According to a Bank of England staff working paper, Brexit planning has cut the productivity of UK firms by between 2% and 5% since the historic 2016 referendum vote in favour of leaving EU.
The paper, titled ‘The impact of Brexit on UK firms’, explains that a lot of this decline in productivity can be attributed to managers spending several hours per week making plans for Brexit.
“Much of this drop [in productivity] is from negative within-firm effects, in part because firms are committing several hours per week of top-management time to Brexit planning,” the researchers said.
“But we also find evidence for a smaller negative between-firm effect too as more productive internationally exposed firms have shrunk relative to less productive domestic firms,” they added.
In addition, the researchers estimate that the anticipation of Brexit gradually reduced investment by about 11% over the three years following the June 2016 vote.

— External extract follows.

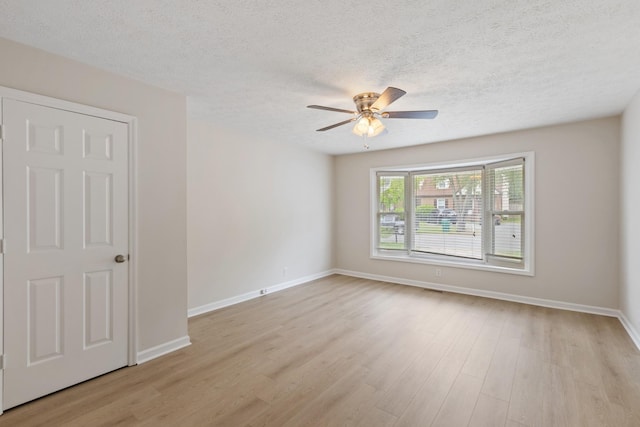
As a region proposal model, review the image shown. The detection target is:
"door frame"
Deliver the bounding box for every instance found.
[0,86,138,414]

This contrasts with predictions that investment would “fall sharply” in the year after the vote “and then recover”.
“This delay suggests firms may not respond as rapidly to large shocks that cause persistent uncertainty rather than short-term uncertainty, possibly because uncertainty leads firms to act cautiously,” the researchers said.
Brexit has generated a large, broad and long-lasting increase in uncertainty and is set apart from other shocks because of its its persistently high level of uncertainty.
“Compared to previous uncertainty shocks Brexit is notable for its persistently high level of uncertainty, which sets it apart from other measures of uncertainty which capture immediate responses to shocks that quickly die away,” they said.